I suppose that seems rather narrow, as a great many sonnets can be read by most Christians much to their improvement both in the spiritual and the secular order. However, this sonnet, possibly one of the most difficult in English, is certain the Master Sonnet for Christians, and for Catholic Christians at that.
Gerard Manley Hopkins
To Christ our Lord
I caught this morning morning's minion, king-
dom of daylight's dauphin, dapple-dáwn-drawn Falcon, in his riding
Of the rólling level úndernéath him steady áir, & stríding
High there, how he rung upon the rein of a wimpling wing
In his ecstasy! then off, off forth on swing,
As a skate's heel sweeps smooth on a bow-bend: the hurl & gliding
Rebuffed the big wind. My heart in hiding
Stirred for a bird, -- the achieve of, the mastery of the thing!
Brute beauty & valour & act, oh, air, pride, plume, here
Buckle! AND the fire that breaks from thee then, a billion
Times told lovelier, more dangerous, o my chevalier!
No wónder of it: shéer plód makes plóugh down síllion
Shine, & blue-bleak embers, ah my dear,
Fall, gáll themsélves, & gásh góld-vermílion.
What a masterful working of the sonnet form! It isn't often that you see a rhyme scheme of AAAAAA BCBCBC. Admittedly, the first line-break is something of a cheat to get the scheme, but nevertheless we arrive. As one might expect from a Jesuit, the poem practically needs someone to guide you through it. While I'm not qualified to talk about all the nuances, I can give the reader a rough map and leave it to her/him how best to approach the magnificent and sometimes tortured language and thought behind the poem. First, a little bank of definitions:
Windhover-a kestrel or small hawk with pronounced red breast plumage
dauphin: the heir apparent to the French throne and by extension to any throne
wimpling: (probably clear by context) rippling
sillion: the furrow caused by the plow
Now, what to say about the poem? It is an ecstatic evocation of the soul's movement within us when we connect to an image outside ourselves that helps us understand God. It could be seen as an exultant reading of what Paul terms "the second book." The first is, of course (in St. Paul's view), the Hebrew Scriptures, but the second is nature itself.
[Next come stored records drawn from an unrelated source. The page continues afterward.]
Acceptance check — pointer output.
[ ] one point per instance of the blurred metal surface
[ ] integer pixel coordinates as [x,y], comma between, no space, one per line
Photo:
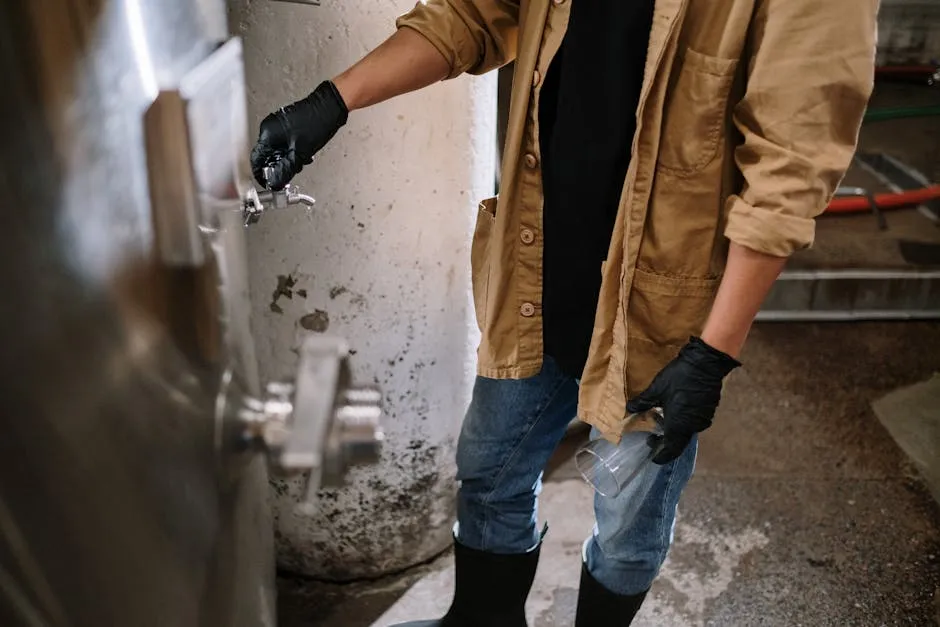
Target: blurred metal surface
[125,322]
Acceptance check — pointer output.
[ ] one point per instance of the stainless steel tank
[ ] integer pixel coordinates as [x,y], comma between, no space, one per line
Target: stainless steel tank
[136,437]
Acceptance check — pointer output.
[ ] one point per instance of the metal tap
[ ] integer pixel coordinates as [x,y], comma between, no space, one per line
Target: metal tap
[258,201]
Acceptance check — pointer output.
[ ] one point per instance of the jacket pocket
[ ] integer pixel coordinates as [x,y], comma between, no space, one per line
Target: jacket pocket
[695,119]
[666,310]
[480,257]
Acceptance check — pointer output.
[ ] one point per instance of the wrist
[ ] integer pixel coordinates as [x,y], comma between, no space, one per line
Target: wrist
[348,91]
[730,344]
[710,358]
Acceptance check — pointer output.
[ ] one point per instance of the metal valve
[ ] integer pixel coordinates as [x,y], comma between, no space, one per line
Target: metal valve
[320,423]
[258,201]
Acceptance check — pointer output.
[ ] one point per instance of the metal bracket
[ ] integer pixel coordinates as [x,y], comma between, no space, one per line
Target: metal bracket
[318,424]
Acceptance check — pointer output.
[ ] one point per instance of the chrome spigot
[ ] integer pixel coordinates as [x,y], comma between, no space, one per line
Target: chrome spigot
[258,201]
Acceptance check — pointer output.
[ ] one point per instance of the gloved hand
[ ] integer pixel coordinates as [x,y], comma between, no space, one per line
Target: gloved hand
[688,390]
[289,137]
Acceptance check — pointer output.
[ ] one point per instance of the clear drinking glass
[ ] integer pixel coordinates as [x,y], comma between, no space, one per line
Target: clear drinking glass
[609,468]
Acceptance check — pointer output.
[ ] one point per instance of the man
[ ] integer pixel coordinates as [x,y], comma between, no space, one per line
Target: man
[662,161]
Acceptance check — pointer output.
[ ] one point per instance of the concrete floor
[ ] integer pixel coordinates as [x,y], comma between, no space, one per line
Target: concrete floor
[803,510]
What always moved me about the poem is the tremendous energy of the Windhover and its associations and the feeble motion it causes in the viewer who has locked himself up too much, "my heart in hiding/stirred for a bird..."
In addition there is the very mysterious conclusion in which Jesus ("my chevalier") is compared to the windhover and found a billion times more lovely and dangerous. Then we conclude with the statement that it is hardly a surprise as nature shows other examples of profound beauty as when by sheer effort the soil of the field lay in shining furrows and when an ashen covered ember falls and glows golden.
But this last three lines may also refer to Hopkins's reaction "my heart stirred for a bird." The preceding explanation "No wonder of it" may give the poet some consolation at the enormous strength and power of his reaction to this scene as he recalls that in other ways he has felt similar though smaller things. In a certain way it could be seen as an examen that allows Hopkins to list a few ways in which the knowledge of God has entered his otherwise closed world.
Hopkins is difficult to understand. But once again, read and read and read and read and then read aloud. Enjoy the sheer mastery of the language, the unexcelled beauty of what Hopkins is trying to do.
Hope this brief guide gives you the opportunity to explore more on your own. In works of real art, as in works of nature, the Lord of All makes His appearance.